On average firms shed about 10 percent of their full-time permanent employees compared to February 2020. Despite these adjustments, Covid-19 still had significant impact on the country’s small business sector, especially with regards to disruptions to demand and supply, sales, employment of women and as expected financial impact to firms.

The World Bank report outlined some of the key Covid-19 disruptions: “Close to 90 percent of formal businesses suspended operations (more than twice the figure in Zambia). Suspension was for about seven weeks on average. Impact is largest among micro and small firms, in Harare, in the textiles sector, and among exporters.

“Most firms (86 percent) experienced a drop in demand, and disruptions to supply of input, raw material and merchandise for resale (76 percent). Large firms and those in the food sector seem to be impacted less.”

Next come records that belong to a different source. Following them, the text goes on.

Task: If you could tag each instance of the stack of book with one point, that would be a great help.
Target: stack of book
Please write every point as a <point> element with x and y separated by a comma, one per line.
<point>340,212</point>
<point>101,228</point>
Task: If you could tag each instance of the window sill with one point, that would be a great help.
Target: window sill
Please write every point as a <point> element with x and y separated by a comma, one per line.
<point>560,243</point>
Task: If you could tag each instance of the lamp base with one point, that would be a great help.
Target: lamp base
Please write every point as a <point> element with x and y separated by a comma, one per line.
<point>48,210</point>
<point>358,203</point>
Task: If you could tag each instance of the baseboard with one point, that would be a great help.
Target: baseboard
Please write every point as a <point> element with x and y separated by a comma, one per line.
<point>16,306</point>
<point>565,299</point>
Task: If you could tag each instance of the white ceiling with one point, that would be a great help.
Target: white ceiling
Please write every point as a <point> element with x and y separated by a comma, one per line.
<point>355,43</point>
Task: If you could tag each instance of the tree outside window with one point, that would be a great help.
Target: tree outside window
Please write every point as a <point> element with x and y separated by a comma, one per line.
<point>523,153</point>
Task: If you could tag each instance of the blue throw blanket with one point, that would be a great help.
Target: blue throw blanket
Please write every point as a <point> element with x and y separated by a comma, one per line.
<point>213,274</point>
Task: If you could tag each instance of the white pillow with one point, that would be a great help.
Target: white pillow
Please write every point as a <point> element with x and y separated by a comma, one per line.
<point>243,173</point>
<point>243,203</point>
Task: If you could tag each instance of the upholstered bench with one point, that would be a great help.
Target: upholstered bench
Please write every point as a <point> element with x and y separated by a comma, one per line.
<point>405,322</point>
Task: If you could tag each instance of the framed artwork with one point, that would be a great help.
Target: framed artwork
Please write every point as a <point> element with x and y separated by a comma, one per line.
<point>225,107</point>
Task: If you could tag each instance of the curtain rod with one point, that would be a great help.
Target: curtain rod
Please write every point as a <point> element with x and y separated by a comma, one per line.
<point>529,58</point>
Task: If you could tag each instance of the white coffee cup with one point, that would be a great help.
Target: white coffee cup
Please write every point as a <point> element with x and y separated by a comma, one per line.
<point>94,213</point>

Beyond disruptions at an operational level, Zimbabwean firms also took a financial hit. For instance, the report showed that for an average firm, sales in May/June contracted by 51 percent compared to the levels in 2019. “The magnitude of the damage is further visible from the financial woes facing the business, where about 90 percent have reported having liquidity and cash flow shortages.

“As a sign of potential ripple effect, about 64 percent of the firms had to delay payment to service providers and tax authority,” reads the report.

Business owners and top managers of 600 firms in Zimbabwe who were interviewed between July 2016 and February 2017 as part of the standard ES were re-interviewed from mid-June to mid-July 2020 to track how affected they have been by the pandemic.